Но ведь телефон Авилова он тебе назвал правильно? — Черкасов продолжал мерить шагами комнату, пытаясь по возможности составить из доставленных ему лоскутов информации мало-мальски цельную картину. Черкасов ни о чем сейчас не спрашивал Гвоздя — он мыслил вслух.
Кроме того, этот гриб, как ты его называешь, признался, что учился вместе со Штерном в МАХУ, назвал дату выпуска Штерна — правильную, кстати, — Черкасов вопросительно взглянул на Мамонова, и тот утвердительно кивнул, — да и год собственного выпуска, скорее всего, тоже указал верно…

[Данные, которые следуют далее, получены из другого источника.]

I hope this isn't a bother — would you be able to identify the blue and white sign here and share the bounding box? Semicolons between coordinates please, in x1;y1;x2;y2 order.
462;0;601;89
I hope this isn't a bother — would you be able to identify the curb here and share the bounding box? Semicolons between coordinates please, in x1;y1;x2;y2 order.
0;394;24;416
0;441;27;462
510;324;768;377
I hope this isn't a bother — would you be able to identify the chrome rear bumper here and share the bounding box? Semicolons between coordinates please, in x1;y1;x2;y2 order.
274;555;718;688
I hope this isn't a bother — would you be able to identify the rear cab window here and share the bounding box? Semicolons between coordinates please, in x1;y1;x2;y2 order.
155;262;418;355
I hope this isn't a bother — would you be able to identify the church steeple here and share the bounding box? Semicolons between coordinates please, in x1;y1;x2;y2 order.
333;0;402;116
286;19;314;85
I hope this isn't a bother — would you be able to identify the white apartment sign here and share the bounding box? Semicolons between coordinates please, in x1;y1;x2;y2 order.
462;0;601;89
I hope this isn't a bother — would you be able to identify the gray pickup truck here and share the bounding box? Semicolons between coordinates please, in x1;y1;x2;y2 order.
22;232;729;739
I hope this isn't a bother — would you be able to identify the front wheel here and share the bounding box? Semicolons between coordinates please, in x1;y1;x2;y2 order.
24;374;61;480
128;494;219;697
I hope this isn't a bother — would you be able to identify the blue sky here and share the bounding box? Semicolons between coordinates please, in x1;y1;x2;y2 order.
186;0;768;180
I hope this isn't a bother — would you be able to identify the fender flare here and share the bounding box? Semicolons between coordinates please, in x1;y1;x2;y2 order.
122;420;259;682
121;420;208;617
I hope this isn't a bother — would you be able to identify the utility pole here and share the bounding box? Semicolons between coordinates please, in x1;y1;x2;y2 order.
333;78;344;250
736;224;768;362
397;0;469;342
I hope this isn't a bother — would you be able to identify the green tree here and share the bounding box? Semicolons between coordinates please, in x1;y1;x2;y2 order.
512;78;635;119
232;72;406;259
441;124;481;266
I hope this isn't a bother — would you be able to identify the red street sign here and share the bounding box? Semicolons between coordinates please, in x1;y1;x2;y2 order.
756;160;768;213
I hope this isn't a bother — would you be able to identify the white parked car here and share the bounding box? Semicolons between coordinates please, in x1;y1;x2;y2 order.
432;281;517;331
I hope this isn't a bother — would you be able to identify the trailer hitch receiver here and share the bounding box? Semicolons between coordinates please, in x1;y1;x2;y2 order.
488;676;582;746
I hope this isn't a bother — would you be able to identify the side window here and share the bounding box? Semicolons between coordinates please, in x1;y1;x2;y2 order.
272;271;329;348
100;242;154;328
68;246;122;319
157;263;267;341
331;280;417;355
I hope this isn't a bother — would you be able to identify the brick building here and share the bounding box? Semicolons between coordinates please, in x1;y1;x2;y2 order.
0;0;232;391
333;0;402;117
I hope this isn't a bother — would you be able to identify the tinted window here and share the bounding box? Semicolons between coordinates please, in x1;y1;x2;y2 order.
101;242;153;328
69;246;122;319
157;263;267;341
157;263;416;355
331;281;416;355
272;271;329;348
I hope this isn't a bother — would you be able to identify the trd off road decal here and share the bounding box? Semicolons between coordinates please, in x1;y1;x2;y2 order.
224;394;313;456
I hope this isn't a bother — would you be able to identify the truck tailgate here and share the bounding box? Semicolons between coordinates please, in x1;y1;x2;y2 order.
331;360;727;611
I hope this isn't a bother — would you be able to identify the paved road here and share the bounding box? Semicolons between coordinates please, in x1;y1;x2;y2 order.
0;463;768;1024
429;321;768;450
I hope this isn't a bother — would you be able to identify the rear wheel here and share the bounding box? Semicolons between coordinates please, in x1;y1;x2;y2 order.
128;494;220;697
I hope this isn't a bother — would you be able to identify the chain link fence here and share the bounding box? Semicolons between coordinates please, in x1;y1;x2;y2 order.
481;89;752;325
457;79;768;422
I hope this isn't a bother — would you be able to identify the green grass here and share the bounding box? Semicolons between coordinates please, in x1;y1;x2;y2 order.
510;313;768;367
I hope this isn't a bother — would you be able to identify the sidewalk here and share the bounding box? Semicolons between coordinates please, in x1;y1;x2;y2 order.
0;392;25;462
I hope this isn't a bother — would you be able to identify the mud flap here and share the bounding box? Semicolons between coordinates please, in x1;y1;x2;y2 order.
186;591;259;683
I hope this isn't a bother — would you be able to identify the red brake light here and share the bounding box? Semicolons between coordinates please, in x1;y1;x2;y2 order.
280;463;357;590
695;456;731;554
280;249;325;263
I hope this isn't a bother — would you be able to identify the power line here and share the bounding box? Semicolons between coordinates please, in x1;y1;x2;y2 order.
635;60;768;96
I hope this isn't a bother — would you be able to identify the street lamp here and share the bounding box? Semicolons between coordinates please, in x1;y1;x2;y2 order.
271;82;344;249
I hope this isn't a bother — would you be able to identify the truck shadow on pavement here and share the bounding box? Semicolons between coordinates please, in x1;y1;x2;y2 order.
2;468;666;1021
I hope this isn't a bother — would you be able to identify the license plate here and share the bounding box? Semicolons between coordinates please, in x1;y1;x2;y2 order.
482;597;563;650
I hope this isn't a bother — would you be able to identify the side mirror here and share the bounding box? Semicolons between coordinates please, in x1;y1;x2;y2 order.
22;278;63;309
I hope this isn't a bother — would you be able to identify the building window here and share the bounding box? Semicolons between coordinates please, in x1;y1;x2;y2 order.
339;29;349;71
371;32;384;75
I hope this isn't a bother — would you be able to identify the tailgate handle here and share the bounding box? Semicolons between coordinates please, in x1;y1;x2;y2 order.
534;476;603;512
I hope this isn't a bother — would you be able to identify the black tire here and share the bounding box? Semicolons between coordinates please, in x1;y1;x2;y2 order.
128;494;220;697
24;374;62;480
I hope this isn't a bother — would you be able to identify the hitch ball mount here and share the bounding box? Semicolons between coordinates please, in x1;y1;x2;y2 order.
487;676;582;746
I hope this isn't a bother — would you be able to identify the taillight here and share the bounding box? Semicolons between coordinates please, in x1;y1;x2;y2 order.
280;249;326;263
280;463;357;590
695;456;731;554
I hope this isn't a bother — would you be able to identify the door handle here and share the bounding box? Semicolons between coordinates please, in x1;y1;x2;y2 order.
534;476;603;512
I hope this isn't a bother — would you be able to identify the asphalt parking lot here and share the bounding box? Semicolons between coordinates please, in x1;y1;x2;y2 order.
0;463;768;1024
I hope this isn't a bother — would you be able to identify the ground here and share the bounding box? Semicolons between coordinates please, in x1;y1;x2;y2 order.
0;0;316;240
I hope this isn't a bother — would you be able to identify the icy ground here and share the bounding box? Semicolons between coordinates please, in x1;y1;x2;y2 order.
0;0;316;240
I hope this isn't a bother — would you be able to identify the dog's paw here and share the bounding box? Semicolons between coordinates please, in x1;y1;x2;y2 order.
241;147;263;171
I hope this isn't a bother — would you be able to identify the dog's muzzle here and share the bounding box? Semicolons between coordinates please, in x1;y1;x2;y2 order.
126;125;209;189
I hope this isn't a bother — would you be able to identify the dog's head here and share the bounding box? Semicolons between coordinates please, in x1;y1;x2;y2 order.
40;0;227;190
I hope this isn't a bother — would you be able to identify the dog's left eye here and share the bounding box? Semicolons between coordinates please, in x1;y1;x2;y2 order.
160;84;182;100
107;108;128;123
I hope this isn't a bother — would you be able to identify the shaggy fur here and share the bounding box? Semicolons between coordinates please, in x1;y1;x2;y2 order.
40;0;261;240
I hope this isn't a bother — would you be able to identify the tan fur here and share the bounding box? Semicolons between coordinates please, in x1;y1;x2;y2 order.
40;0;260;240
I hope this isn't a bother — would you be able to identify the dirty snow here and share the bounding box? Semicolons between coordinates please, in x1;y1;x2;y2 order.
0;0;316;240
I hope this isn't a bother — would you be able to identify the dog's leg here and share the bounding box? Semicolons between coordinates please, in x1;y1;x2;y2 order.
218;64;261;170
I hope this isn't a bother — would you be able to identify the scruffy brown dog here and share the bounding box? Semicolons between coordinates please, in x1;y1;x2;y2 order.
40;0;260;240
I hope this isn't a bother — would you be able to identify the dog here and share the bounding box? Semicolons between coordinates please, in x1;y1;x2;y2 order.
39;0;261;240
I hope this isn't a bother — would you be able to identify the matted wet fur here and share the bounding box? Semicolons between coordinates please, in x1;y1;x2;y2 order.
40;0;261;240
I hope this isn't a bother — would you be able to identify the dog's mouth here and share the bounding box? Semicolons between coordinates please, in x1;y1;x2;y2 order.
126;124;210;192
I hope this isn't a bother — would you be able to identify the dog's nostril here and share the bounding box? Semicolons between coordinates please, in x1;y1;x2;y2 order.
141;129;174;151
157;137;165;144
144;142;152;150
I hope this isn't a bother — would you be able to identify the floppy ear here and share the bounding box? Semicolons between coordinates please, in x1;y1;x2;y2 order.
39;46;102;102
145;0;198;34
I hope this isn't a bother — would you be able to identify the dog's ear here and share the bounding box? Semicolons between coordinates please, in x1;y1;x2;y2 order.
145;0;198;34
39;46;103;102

Черкасов с размаху плюхнулся на диван, который под его тяжелой тушей прогнулся чуть не до полу, вытянул руку и пошевелил в воздухе пальцами. Мамонов сорвался с места, мигом откупорил бутылку «Баварии», вылил ее содержимое в высокий стеклянный бокал и поднес Черкасову. Тот долго, не отрываясь, пил, пока не осушил кружку целиком. Поставив ее на пол, он откинулся на мягкую спинку и сложил руки на животе. Мамонов с Гвоздем хранили почтительное молчание, понимая, что все сказанное Черкасовым прежде — это только прелюдия, и он через минуту-две заговорит снова.
Значит, так, — произнёс, наконец, Черкасов, — ты, Гвоздь, действовал неплохо, но не идеально. К сожалению, для большей скрытности вашей с Мансуром группы мы не стали ее усиливать — к примеру, тем же Турком. Вы вдвоем с чуркой выглядели вполне естественно и не привлекали к себе ненужного внимания. Какие плюсы? — Черкасов обвел тяжелым взглядом всех присутствующих, включая Турка, хотя последний вроде был и ни при чем. Гвоздь настороженно вытянул шею и стал похож на насупленного гуся с беретом на голове. Мамонов, наоборот, втянул голову в плечи и мягким, округлым движением закинул ногу на ногу — так пушистым хвостом прикрывает замерзшие лапки кот.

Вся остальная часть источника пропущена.